Dans une approche classique, il a relevé plusieurs points majeurs dont une ère méta-démocratique, la financialisation de l’économie, la migration du capital productif, l’autonomisation de la finance, et le rôle des banques et de nouveaux produits financiers.

         L’Europe en action est intervenue au chevet de la Grèce avec des avantages, mais aussi des inconvénients. La Grèce a perdu sa souveraineté au profit d’une souveraineté partagée. Sur le plan économique, l’union économique et monétaire a été plus active, favorisant une mobilité des capitaux dans le travail productif, la communauté des déficits et la communauté des responsabilités, l’abstinence par rapport aux politiques intégrées, pas de création de nouvelles liquidités et pas de fuite des capitaux du centre vers la périphérie.

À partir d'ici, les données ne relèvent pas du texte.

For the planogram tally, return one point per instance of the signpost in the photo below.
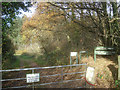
(33, 77)
(73, 54)
(81, 52)
(103, 51)
(118, 67)
(90, 77)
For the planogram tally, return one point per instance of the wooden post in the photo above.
(118, 67)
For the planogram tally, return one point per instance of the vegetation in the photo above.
(56, 29)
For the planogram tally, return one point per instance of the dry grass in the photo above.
(104, 67)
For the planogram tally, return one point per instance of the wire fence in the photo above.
(66, 76)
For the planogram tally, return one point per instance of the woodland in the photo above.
(56, 29)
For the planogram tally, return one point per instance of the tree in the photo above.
(100, 17)
(9, 12)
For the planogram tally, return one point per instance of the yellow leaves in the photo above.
(23, 37)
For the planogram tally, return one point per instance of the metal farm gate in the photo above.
(66, 76)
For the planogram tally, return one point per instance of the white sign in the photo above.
(73, 54)
(33, 77)
(90, 75)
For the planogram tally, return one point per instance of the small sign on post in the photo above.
(90, 77)
(33, 78)
(72, 54)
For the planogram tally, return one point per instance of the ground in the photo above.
(106, 70)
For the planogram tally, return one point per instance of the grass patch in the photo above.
(8, 64)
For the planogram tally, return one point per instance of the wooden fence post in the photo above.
(118, 67)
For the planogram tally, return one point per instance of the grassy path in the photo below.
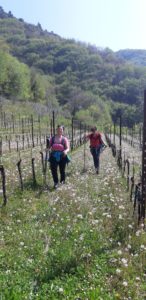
(78, 242)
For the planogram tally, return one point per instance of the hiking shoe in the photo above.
(62, 182)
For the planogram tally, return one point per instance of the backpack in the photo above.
(62, 141)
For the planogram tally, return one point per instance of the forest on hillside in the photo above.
(73, 78)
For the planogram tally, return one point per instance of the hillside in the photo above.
(77, 78)
(135, 56)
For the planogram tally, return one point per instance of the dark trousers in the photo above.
(95, 153)
(54, 169)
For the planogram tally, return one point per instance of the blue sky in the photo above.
(117, 24)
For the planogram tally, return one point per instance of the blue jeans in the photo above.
(95, 153)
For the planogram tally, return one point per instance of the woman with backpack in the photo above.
(96, 144)
(59, 147)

         Pour terminer, il préconise un nouvel accord avec son pays pouvant aider la Grèce à poursuivre ses réformes et à envisager l’avenir avec plus d’optimisme.

Dans ses commentaires, le professeur Matthias Buabua wa Kayembe a invité les intellectuels à s’inspirer de la situation de la crise économique grecque. Les paramètres présentés par l’ambassadeur de la Grèce donne la mesure des efforts déployés et des sacrifices consentis. Devant tirer les leçons de la crise européenne, il a recommandé la création d’un tissu économique pour répondre à la crise. Et pour faire face au référentiel de cette crise, mettre un accent sur la politique de promotion des investissements, l’amélioration du climat des affaires, et renforcer la sécurité juridique et judiciaire.

         Demain, nous reviendrons en détails sur la seconde conférence de la journée, intitulée « L’Europe devant le défi de la migration internationale » et donnée par le Dr Alexandra Tragakis.

                                                                                                          J.R.T.